In any case, the essay has very good physical arguments on the state of machine learning that should be addressed by AGI advocates if they want to come down from idea space and into the physical world.

> To process information usefully, you need to do two things: compute local associations (MLP) and pool more distant associations to the local neighborhood (attention).
> The transformer is one of the most physically efficient architectures because it combines the simplest ways of doing this local computation and global pooling of information.
This makes sense. Add in: backprop + SGD are a very simple (the simplest?) way of adjusting parameters to data. Diffusion is simple and generalizes to many different temporal dynamics. The collapse of models into largely fitting into these two buckets makes sense: we have found the right shape for most tasks. This is something that should be celebrated, not dismissed with "well we'll surely just make a better shape :)"
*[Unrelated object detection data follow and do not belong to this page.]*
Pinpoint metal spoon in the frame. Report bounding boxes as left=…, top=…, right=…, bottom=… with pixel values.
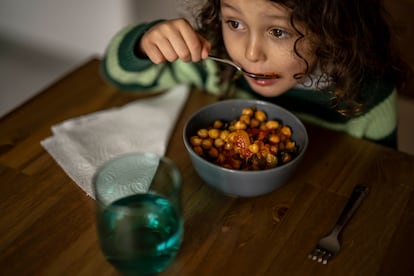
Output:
left=208, top=56, right=279, bottom=79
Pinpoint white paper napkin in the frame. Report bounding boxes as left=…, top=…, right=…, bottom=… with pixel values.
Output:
left=41, top=85, right=190, bottom=198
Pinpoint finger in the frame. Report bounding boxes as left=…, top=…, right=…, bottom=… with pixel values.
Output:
left=146, top=45, right=166, bottom=64
left=198, top=34, right=211, bottom=59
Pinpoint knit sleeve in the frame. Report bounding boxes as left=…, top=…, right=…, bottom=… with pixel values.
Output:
left=101, top=21, right=220, bottom=93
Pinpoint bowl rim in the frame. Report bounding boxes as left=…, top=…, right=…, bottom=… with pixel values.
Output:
left=182, top=99, right=309, bottom=175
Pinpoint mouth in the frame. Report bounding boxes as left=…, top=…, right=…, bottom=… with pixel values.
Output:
left=247, top=72, right=281, bottom=79
left=248, top=73, right=281, bottom=86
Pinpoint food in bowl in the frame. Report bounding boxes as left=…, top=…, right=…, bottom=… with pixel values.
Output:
left=190, top=107, right=298, bottom=170
left=183, top=99, right=308, bottom=197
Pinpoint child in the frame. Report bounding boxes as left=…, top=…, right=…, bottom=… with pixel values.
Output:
left=103, top=0, right=405, bottom=147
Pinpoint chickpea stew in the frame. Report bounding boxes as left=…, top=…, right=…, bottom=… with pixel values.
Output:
left=190, top=107, right=299, bottom=170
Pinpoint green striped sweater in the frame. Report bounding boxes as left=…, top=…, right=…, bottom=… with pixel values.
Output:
left=102, top=21, right=397, bottom=148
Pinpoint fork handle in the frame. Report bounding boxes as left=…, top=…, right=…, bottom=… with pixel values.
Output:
left=335, top=185, right=369, bottom=233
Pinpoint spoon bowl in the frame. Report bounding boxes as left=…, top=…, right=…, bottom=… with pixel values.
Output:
left=208, top=56, right=279, bottom=79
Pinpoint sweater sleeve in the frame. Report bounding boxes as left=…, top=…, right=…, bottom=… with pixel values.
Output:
left=101, top=20, right=220, bottom=93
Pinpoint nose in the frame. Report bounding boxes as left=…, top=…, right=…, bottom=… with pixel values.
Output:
left=245, top=35, right=266, bottom=62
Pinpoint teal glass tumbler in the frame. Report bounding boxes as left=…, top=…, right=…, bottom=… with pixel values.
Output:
left=93, top=153, right=183, bottom=275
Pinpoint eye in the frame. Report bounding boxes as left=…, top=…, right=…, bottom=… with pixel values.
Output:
left=269, top=29, right=289, bottom=39
left=226, top=20, right=243, bottom=30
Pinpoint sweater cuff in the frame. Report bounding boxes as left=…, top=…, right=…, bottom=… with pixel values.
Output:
left=118, top=20, right=164, bottom=71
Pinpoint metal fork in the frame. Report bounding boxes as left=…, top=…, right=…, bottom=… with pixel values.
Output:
left=308, top=185, right=368, bottom=264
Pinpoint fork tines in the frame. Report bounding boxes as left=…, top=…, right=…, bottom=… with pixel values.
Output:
left=308, top=247, right=333, bottom=264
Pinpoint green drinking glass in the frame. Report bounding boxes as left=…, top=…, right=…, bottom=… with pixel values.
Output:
left=93, top=153, right=183, bottom=275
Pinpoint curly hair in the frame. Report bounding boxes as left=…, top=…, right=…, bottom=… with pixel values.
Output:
left=189, top=0, right=408, bottom=115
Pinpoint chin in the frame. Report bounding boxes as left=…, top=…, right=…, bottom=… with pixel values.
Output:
left=248, top=79, right=295, bottom=98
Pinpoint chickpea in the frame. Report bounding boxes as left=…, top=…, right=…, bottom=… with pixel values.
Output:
left=285, top=140, right=296, bottom=151
left=282, top=152, right=292, bottom=164
left=242, top=107, right=254, bottom=117
left=269, top=134, right=280, bottom=144
left=217, top=153, right=226, bottom=164
left=213, top=120, right=224, bottom=129
left=214, top=138, right=225, bottom=148
left=208, top=128, right=220, bottom=139
left=234, top=121, right=247, bottom=130
left=231, top=159, right=242, bottom=170
left=190, top=136, right=203, bottom=146
left=220, top=130, right=230, bottom=141
left=208, top=147, right=219, bottom=158
left=201, top=138, right=213, bottom=150
left=240, top=115, right=251, bottom=125
left=250, top=118, right=260, bottom=128
left=249, top=143, right=259, bottom=153
left=266, top=120, right=280, bottom=129
left=224, top=142, right=233, bottom=150
left=197, top=128, right=208, bottom=138
left=269, top=145, right=279, bottom=154
left=266, top=153, right=277, bottom=168
left=189, top=105, right=298, bottom=170
left=254, top=110, right=266, bottom=122
left=280, top=126, right=292, bottom=138
left=193, top=146, right=204, bottom=156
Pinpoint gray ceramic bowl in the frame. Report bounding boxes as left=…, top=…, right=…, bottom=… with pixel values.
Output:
left=183, top=99, right=308, bottom=197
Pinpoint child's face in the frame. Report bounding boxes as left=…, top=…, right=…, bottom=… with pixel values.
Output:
left=221, top=0, right=315, bottom=97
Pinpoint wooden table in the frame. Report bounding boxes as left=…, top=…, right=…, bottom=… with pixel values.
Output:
left=0, top=59, right=414, bottom=276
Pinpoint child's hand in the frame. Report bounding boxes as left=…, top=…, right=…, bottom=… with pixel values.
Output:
left=138, top=19, right=211, bottom=64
> The main flaw is that this idea treats intelligence as purely abstract and not grounded in physical reality. To improve any system, you need resources. And even if a superintelligence uses these resources more effectively than humans to improve itself, it is still bound by the scaling of improvements I mentioned before — linear improvements need exponential resources. Diminishing returns can be avoided by switching to more independent problems – like adding one-off features to GPUs – but these quickly hit their own diminishing returns. So, superintelligence can be thought of as filling gaps in capability, not extending the frontier. Filling gaps can be useful, but it does not lead to runaway effects — it leads to incremental improvements.
This has been said time and again in various forms and by less illustrious posters than Tim Dettmers. To my knowledge it has never received a reply that takes physical constraints seriously. Why? The answer does not need to be a programme that definitively establishes a path to AGI, it just needs to show deep thought without handwaving.

The straightforward answer is: AGI is a nonsensical object, and superintelligence is a fantasy. The future certainly contains better computers that do more things and use less energy doing so, but not a singular phase-shift into the abolition of man.